Optimal bounds for $\ell_p$ sensitivity sampling via $\ell_2$ augmentation
Alexander Munteanu, Simon Omlor
TL;DR
The paper tackles the problem of constructing accurate $\ell_p$ subspace embeddings via sensitivity sampling. By introducing an $\ell_2$ augmentation—sampling probabilities that combine $\ell_p$ and $\ell_2$ leverage scores—the authors obtain a linear in $d$ (up to polylogs) sampling complexity of $\tilde{O}(\varepsilon^{-2}(\mathfrak S+d))$ for all $p\in[1,2]$, resolving an open question and matching lower bounds up to polylog factors.

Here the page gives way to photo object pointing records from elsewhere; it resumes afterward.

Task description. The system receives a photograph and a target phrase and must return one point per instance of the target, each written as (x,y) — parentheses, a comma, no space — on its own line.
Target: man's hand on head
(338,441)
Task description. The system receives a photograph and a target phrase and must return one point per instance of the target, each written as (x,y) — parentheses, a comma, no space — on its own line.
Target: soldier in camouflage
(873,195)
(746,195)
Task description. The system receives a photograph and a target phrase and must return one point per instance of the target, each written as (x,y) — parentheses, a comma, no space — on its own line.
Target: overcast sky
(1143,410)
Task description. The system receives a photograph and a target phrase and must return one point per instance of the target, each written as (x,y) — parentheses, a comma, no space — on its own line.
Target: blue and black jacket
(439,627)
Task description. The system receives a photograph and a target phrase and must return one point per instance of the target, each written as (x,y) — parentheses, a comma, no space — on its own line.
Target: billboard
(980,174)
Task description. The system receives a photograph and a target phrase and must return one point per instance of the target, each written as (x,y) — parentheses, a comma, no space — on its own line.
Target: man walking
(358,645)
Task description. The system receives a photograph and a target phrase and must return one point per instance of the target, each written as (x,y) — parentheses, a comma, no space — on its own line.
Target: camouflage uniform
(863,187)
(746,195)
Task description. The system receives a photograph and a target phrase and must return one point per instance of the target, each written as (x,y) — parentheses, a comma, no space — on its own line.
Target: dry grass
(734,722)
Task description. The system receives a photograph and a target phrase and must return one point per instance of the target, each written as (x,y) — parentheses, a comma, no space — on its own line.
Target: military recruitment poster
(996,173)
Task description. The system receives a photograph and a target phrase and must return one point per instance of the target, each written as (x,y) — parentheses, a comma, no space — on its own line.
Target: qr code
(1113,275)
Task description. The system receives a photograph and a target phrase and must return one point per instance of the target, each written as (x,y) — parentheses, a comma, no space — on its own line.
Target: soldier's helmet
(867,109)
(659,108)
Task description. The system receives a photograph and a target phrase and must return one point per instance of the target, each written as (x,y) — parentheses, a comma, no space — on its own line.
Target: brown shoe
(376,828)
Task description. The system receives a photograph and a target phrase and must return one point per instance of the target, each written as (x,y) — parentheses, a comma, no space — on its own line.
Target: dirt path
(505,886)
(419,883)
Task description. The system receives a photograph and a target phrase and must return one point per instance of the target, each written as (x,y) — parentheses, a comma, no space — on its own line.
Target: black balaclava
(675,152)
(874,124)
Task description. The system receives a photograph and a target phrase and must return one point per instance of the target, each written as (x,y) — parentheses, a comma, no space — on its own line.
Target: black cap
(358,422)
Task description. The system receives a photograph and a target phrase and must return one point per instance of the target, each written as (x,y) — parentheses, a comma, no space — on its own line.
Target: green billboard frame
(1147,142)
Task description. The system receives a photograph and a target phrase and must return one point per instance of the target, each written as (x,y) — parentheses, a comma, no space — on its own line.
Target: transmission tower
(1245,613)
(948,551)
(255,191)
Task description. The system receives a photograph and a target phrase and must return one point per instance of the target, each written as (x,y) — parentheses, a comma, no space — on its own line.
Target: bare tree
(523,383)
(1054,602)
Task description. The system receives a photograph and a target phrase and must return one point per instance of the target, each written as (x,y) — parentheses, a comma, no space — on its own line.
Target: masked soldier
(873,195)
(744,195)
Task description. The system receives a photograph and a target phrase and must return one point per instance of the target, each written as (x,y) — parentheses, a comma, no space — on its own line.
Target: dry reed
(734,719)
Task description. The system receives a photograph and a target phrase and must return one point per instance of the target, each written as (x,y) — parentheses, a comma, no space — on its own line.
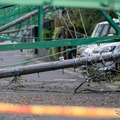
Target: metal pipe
(49,66)
(21,19)
(13,31)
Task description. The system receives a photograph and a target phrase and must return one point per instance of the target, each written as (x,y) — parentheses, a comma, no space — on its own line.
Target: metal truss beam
(60,43)
(98,4)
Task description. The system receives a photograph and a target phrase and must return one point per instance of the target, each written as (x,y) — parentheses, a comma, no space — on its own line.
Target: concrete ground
(52,88)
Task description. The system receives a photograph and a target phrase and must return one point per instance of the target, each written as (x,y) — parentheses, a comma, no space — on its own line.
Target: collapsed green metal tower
(12,10)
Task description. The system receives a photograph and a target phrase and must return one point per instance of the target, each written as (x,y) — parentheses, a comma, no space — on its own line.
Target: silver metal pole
(49,66)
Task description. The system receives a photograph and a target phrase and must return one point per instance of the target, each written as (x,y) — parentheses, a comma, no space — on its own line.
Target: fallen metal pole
(21,19)
(49,66)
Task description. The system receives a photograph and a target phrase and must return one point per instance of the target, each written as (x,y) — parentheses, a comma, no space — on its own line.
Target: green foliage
(90,18)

They establish a tight lower bound against pure $\ell_p$ leverage score sampling and provide a general framework to handle weighted norms and the $p$-ReLU and logistic loss, yielding a fully linear $\tilde{O}(\varepsilon^{-2}\mu d)$ bound for logistic regression. The approach blends Gaussian-process-based error bounds, diameter and entropy control, and weighted covering arguments to achieve the main result, with practical implications for efficient, scalable subsampling in regression and related problems. Overall, the work tightens the theoretical understanding of sensitivity sampling and broadens the regime where simple sensitivity-based subsampling matches the best known bounds from Lewis weights.
Abstract
Data subsampling is one of the most natural methods to approximate a massively large data set by a small representative proxy. In particular, sensitivity sampling received a lot of attention, which samples points proportional to an individual importance measure called sensitivity. This framework reduces in very general settings the size of data to roughly the VC dimension $d$ times the total sensitivity $\mathfrak S$ while providing strong $(1\pm\varepsilon)$ guarantees on the quality of approximation. The recent work of Woodruff & Yasuda (2023c) improved substantially over the general $\tilde O(\varepsilon^{-2}\mathfrak Sd)$ bound for the important problem of $\ell_p$ subspace embeddings to $\tilde O(\varepsilon^{-2}\mathfrak S^{2/p})$ for $p\in[1,2]$. Their result was subsumed by an earlier $\tilde O(\varepsilon^{-2}\mathfrak Sd^{1-p/2})$ bound which was implicitly given in the work of Chen & Derezinski (2021). We show that their result is tight when sampling according to plain $\ell_p$ sensitivities. We observe that by augmenting the $\ell_p$ sensitivities by $\ell_2$ sensitivities, we obtain better bounds improving over the aforementioned results to optimal linear $\tilde O(\varepsilon^{-2}(\mathfrak S+d)) = \tilde O(\varepsilon^{-2}d)$ sampling complexity for all $p \in [1,2]$. In particular, this resolves an open question of Woodruff & Yasuda (2023c) in the affirmative for $p \in [1,2]$ and brings sensitivity subsampling into the regime that was previously only known to be possible using Lewis weights (Cohen & Peng, 2015). As an application of our main result, we also obtain an $\tilde O(\varepsilon^{-2}μd)$ sensitivity sampling bound for logistic regression, where $μ$ is a natural complexity measure for this problem. This improves over the previous $\tilde O(\varepsilon^{-2}μ^2 d)$ bound of Mai et al. (2021) which was based on Lewis weights subsampling.